STEllAR-GROUP / hpx

The C++ Standard Library for Parallelism and Concurrency
https://hpx.stellar-group.org
Boost Software License 1.0
2.53k stars 435 forks source link

Would like option to report hwloc bindings #973

Closed eschnett closed 10 years ago

eschnett commented 11 years ago

I would like to have an option that make HPX applications report the actual hwloc bindings used. This should use hwloc to read the bindings from the OS for each thread.

hkaiser commented 11 years ago

We should rather change --hpx:print-bind to report the actual bindings...

sithhell commented 11 years ago

If --hpx:print-bind doesn't report the actual bindings, there is a severe bug somewhere between setting the affinity masks and binding them to the cores in use.

hkaiser commented 11 years ago

Either we have that bug and it needs to be fixed or we can close this ticket. Do we have any evidence for such a problem?

sithhell commented 11 years ago

I'll investigate this issue on Wednesday. I thought i fixed those problems. Will check on various machines with different CPUs. I am currently using hwloc 1.7.2. Might be that earlier hwloc versions have a bug.

sithhell commented 11 years ago

I can not reproduce this problem. Which version of hwloc are you using?

eschnett commented 11 years ago

The issue was originally that --hpx:print-bind examines the command line options, creates an HPX-internal representation of these, and then outputs these. It did not call hwloc_get_cpubind to find out the actual bindings. This led to several errors in the past, since what hwloc_set_cpubind actually did was different from what was reported.

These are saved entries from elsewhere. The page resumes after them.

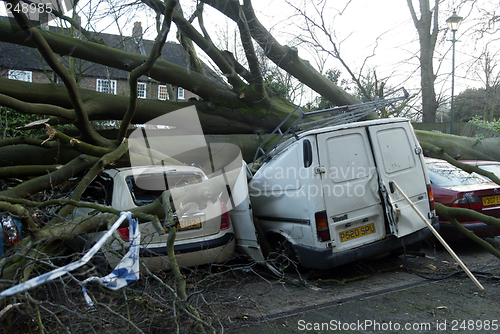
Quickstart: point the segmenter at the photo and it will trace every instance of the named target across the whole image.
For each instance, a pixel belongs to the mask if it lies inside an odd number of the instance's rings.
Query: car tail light
[[[226,203],[220,201],[220,229],[225,230],[229,228],[231,221],[229,220],[229,212],[227,212]]]
[[[122,237],[124,241],[130,240],[130,232],[128,230],[128,227],[119,228],[117,231],[118,234],[120,234],[120,237]]]
[[[465,208],[472,210],[482,210],[483,203],[478,196],[466,196],[457,198],[453,203],[451,203],[452,208]]]
[[[330,240],[330,229],[328,228],[328,217],[326,211],[319,211],[314,214],[316,220],[316,231],[320,241]]]
[[[2,238],[2,234],[6,236],[5,240],[9,247],[14,246],[21,241],[21,224],[16,223],[11,216],[1,216],[0,238]]]
[[[431,211],[434,211],[434,193],[432,192],[432,187],[430,184],[427,185],[427,194],[429,195],[429,208],[431,209]]]

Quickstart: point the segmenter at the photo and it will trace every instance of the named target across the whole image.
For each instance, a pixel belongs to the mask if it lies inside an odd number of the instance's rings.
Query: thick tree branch
[[[11,146],[11,145],[20,145],[27,144],[33,146],[43,146],[43,148],[55,148],[59,147],[58,142],[48,142],[45,139],[40,138],[31,138],[31,137],[14,137],[14,138],[6,138],[0,140],[0,147]]]
[[[449,221],[457,230],[462,232],[467,238],[473,240],[477,244],[481,245],[481,247],[485,248],[488,252],[495,255],[500,259],[500,252],[493,247],[491,244],[486,242],[485,240],[479,238],[472,232],[460,224],[457,220],[457,217],[468,217],[472,220],[481,221],[485,224],[499,227],[500,228],[500,220],[491,216],[483,215],[474,210],[463,209],[463,208],[450,208],[441,203],[436,203],[436,213],[439,217],[444,218]]]
[[[214,61],[236,91],[246,87],[210,38],[202,36],[180,13],[174,12],[173,21],[184,35],[194,41]]]
[[[249,6],[250,8],[246,8],[246,10],[253,12],[252,4],[250,3],[250,1],[245,1],[243,6]],[[238,29],[240,31],[241,44],[243,45],[243,50],[245,50],[248,67],[251,73],[252,79],[250,82],[255,86],[257,93],[257,96],[251,96],[250,98],[258,100],[267,99],[268,97],[266,89],[264,87],[264,78],[262,77],[262,72],[260,70],[259,59],[255,54],[252,35],[250,33],[250,28],[243,8],[240,7],[238,14],[238,20],[236,21],[236,24],[238,25]]]
[[[239,4],[237,1],[203,0],[203,2],[216,8],[233,21],[236,22],[238,20]],[[245,2],[243,10],[252,37],[264,50],[266,56],[276,65],[337,105],[356,104],[361,102],[312,68],[308,62],[298,56],[296,50],[294,51],[288,46],[279,44],[257,19],[250,1],[247,0]]]
[[[40,31],[50,48],[60,54],[83,60],[88,60],[124,71],[131,71],[140,66],[145,56],[115,49],[105,45],[77,40],[61,34]],[[24,33],[6,22],[0,21],[0,41],[34,47],[31,39],[26,40]],[[206,101],[224,100],[225,105],[235,108],[245,108],[238,95],[231,92],[227,86],[206,78],[188,69],[159,59],[153,66],[151,78],[159,82],[171,83],[203,97]]]
[[[155,67],[152,71],[155,71]],[[0,78],[0,93],[25,102],[49,103],[63,108],[71,108],[71,103],[65,95],[62,85],[28,83]],[[128,108],[129,99],[125,96],[86,89],[80,89],[80,94],[91,120],[121,120]],[[138,99],[138,112],[135,113],[132,123],[144,124],[168,112],[195,105],[205,134],[248,134],[254,133],[256,128],[270,132],[294,108],[293,104],[282,100],[279,104],[276,103],[272,109],[258,104],[244,104],[239,99],[238,103],[242,103],[239,107],[228,104],[227,100],[222,97],[219,100],[219,97],[214,96],[213,100],[216,103],[205,100],[172,102]],[[56,125],[57,122],[58,119],[53,118],[48,123]]]
[[[434,22],[431,33],[431,43],[433,46],[436,45],[438,33],[439,33],[439,0],[434,1]]]
[[[23,2],[26,2],[28,4],[38,4],[39,3],[39,2],[30,1],[30,0],[23,0]],[[87,40],[92,41],[94,43],[104,44],[104,42],[102,40],[96,39],[94,37],[94,35],[92,35],[92,33],[90,33],[89,31],[85,30],[80,25],[80,23],[78,23],[72,17],[64,15],[62,12],[58,11],[54,7],[50,7],[50,9],[51,9],[51,14],[52,15],[54,15],[55,17],[58,17],[61,20],[64,20],[64,21],[68,22],[69,24],[71,24],[71,26],[73,26],[76,30],[78,30],[78,32],[81,33]]]
[[[49,104],[28,103],[4,94],[0,94],[0,105],[28,115],[52,115],[68,120],[76,118],[73,110]]]
[[[28,176],[39,176],[47,173],[51,173],[60,168],[61,166],[56,165],[29,165],[29,166],[12,166],[12,167],[0,167],[0,179],[10,178],[10,177],[28,177]]]
[[[123,116],[123,120],[120,124],[117,142],[121,142],[127,134],[128,126],[130,125],[130,122],[132,121],[132,119],[135,115],[135,112],[137,110],[137,81],[139,80],[139,78],[142,75],[144,75],[144,74],[149,75],[151,68],[153,67],[153,65],[156,62],[156,60],[158,59],[158,57],[161,55],[161,50],[163,49],[163,46],[165,45],[165,41],[167,39],[168,32],[170,31],[170,24],[172,22],[172,14],[173,14],[174,8],[177,5],[177,3],[178,3],[177,1],[167,1],[167,5],[165,6],[165,11],[163,12],[164,19],[163,19],[161,31],[159,32],[158,36],[156,37],[155,43],[153,44],[153,49],[151,50],[149,57],[146,59],[146,61],[142,65],[133,69],[132,72],[130,73],[130,77],[129,77],[129,87],[130,87],[129,103],[128,103],[127,112]]]
[[[197,6],[196,10],[194,11],[193,13],[193,16],[192,18],[189,19],[189,23],[191,24],[194,20],[194,17],[197,15],[197,13],[201,13],[201,11],[199,11],[199,8],[200,6]],[[175,11],[179,13],[180,16],[184,16],[183,12],[182,12],[182,7],[180,4],[178,4],[176,7],[175,7]],[[200,59],[198,58],[198,55],[196,54],[196,50],[194,48],[194,44],[193,44],[193,41],[188,37],[186,36],[181,29],[178,29],[177,30],[177,40],[179,41],[179,43],[181,44],[182,48],[184,49],[184,51],[186,51],[188,57],[189,57],[189,68],[193,69],[194,71],[200,73],[201,75],[203,76],[207,76],[206,72],[205,72],[205,68],[203,67]]]
[[[420,143],[438,146],[454,158],[462,160],[500,161],[500,138],[461,137],[432,131],[415,130]]]
[[[55,130],[52,128],[49,124],[45,125],[47,134],[50,134],[50,138],[52,140],[58,141],[62,145],[70,146],[74,150],[82,153],[82,154],[87,154],[95,157],[100,157],[103,156],[107,153],[109,153],[109,148],[104,148],[101,146],[96,146],[96,145],[91,145],[87,144],[85,142],[82,142],[78,139],[72,138],[68,135],[65,135],[64,133]]]
[[[19,6],[18,0],[8,0],[9,3],[15,6]],[[64,82],[64,85],[67,89],[68,96],[72,102],[73,109],[76,113],[76,122],[75,125],[82,131],[84,137],[87,140],[90,140],[93,143],[97,143],[100,145],[104,145],[107,140],[102,138],[97,132],[95,132],[94,128],[89,122],[85,106],[83,104],[83,100],[78,92],[78,86],[69,73],[69,70],[61,64],[61,62],[57,59],[55,54],[52,52],[49,44],[45,41],[40,30],[35,28],[33,24],[28,20],[28,18],[22,12],[13,12],[16,21],[22,27],[25,32],[27,39],[32,40],[36,45],[38,51],[42,54],[43,58],[47,61],[49,66],[61,77]]]
[[[90,169],[90,171],[78,183],[75,190],[71,194],[71,200],[79,201],[82,197],[83,192],[85,191],[85,189],[87,189],[87,187],[94,180],[94,178],[104,170],[104,167],[114,162],[115,160],[121,158],[121,156],[125,154],[125,152],[127,152],[127,148],[128,148],[127,142],[123,142],[120,146],[118,146],[116,150],[109,152],[102,158],[100,158],[99,161],[97,161],[94,164],[94,166]],[[60,217],[68,216],[73,211],[74,208],[75,207],[73,205],[64,206],[59,211],[59,216]]]
[[[458,167],[467,173],[478,173],[483,176],[486,176],[489,178],[491,181],[495,182],[496,184],[500,185],[500,178],[498,178],[494,173],[488,172],[482,168],[479,168],[478,166],[473,166],[469,164],[464,164],[463,162],[457,161],[453,157],[451,157],[449,154],[447,154],[443,149],[434,146],[432,144],[426,143],[426,142],[421,142],[420,145],[424,150],[428,150],[431,153],[433,153],[435,156],[439,157],[440,159],[448,161],[450,164],[452,164],[455,167]]]
[[[52,189],[60,183],[77,175],[85,168],[91,167],[98,158],[90,156],[79,156],[67,163],[63,167],[53,171],[50,174],[39,176],[35,179],[21,183],[20,185],[0,192],[1,196],[25,198],[42,190]]]

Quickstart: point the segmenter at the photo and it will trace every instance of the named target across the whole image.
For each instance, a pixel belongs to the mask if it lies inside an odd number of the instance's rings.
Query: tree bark
[[[461,160],[500,161],[500,138],[461,137],[432,131],[415,130],[421,143],[429,143],[444,150],[448,155]]]
[[[439,0],[435,0],[434,9],[431,9],[429,0],[419,0],[419,2],[420,19],[417,17],[417,14],[413,7],[413,0],[407,0],[408,8],[410,9],[413,23],[417,28],[420,42],[420,86],[422,87],[423,114],[422,122],[435,123],[438,103],[436,100],[436,92],[434,89],[436,75],[434,74],[433,57],[437,35],[439,32]]]

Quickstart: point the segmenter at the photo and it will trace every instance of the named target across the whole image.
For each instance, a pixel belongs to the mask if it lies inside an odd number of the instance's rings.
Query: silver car
[[[159,166],[116,168],[103,171],[85,190],[83,201],[97,202],[114,209],[126,211],[152,203],[164,190],[180,188],[207,181],[204,172],[192,166]],[[233,225],[223,200],[208,201],[199,205],[183,203],[189,208],[179,219],[174,251],[178,264],[185,267],[222,263],[233,257],[235,239]],[[89,209],[76,209],[76,215],[86,215]],[[164,224],[164,222],[162,222]],[[152,223],[139,225],[141,231],[140,257],[151,271],[170,268],[165,234],[159,235]],[[96,241],[104,232],[95,233]],[[112,239],[103,253],[107,262],[115,266],[128,249],[128,228],[118,230],[119,237]]]

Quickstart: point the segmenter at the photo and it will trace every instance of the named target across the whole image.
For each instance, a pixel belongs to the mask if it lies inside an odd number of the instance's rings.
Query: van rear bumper
[[[433,218],[432,226],[439,231],[439,221],[437,217]],[[423,228],[402,238],[396,238],[395,236],[390,235],[383,240],[375,241],[371,244],[339,253],[332,253],[330,249],[319,251],[296,244],[293,245],[293,248],[299,258],[300,264],[303,267],[311,269],[331,269],[349,262],[359,261],[401,248],[403,244],[411,245],[430,238],[432,235],[433,234],[429,228]]]

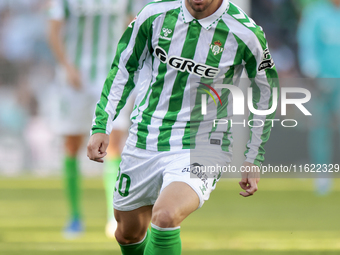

I thus request that the code should call hwloc_get_cpubind to find out the actual bindings, and then report these.

The only call to hwloc_get_cpubind is in the "tests" directory. I thus assume that hpx:print-bind does not actually call hwloc_get_cpubind.

eschnett commented 11 years ago

One a phone call this past Wednesday, Hartmut suggested to revisit this issue once we had a new case where --hpx:print-bind outputs wrong information.

There is now such a case; see #981.

eschnett commented 11 years ago

The current code still doesn't use hwloc_get_cpubind to output the actual bindings. As before, only HPX's view of the world is output. Given that view was wrong multiple times in the past weeks, I still strongly suggest to use hwloc_get_cpubind to query the actual CPU bindings, and to output these. Errors in CPU bindings are difficult to detect by an unsuspecting user, and tools such as --hpx:print-bind must be reliable.

pagrubel commented 11 years ago

watching

sithhell commented 11 years ago

Am 29.10.2013 14:46 schrieb "Erik Schnetter" notifications@github.com:

The current code still doesn't use hwloc_get_cpubind to output the actual bindings. As before, only HPX's view of the world is output.

That's not entirely true. The commit I made now uses the exact same masks which are used to bind the threads. I ditched the code which did the whole command line parsing and lead to errors. The only thing that could lead to a wrong output is that hwloc fails to bind the threads correctly. I could add code which queries the current binding again but I don't see any additional value in that.

Given that view was wrong multiple times in the past weeks, I still strongly suggest to use hwloc_get_cpubind to query the actual CPU bindings, and to output these. Errors in CPU bindings are difficult to detect by an unsuspecting user, and tools such as --hpx:print-bind must be reliable.

I agree that there were bugs in the way we reported and calculated the thread affinities. This should be detectable now for the reasons described above.

sithhell commented 11 years ago

As far as I can tell, we have a reliable solution right now. It is not 100% fool proof for future changes. Will move the final resolution to 1.0.0.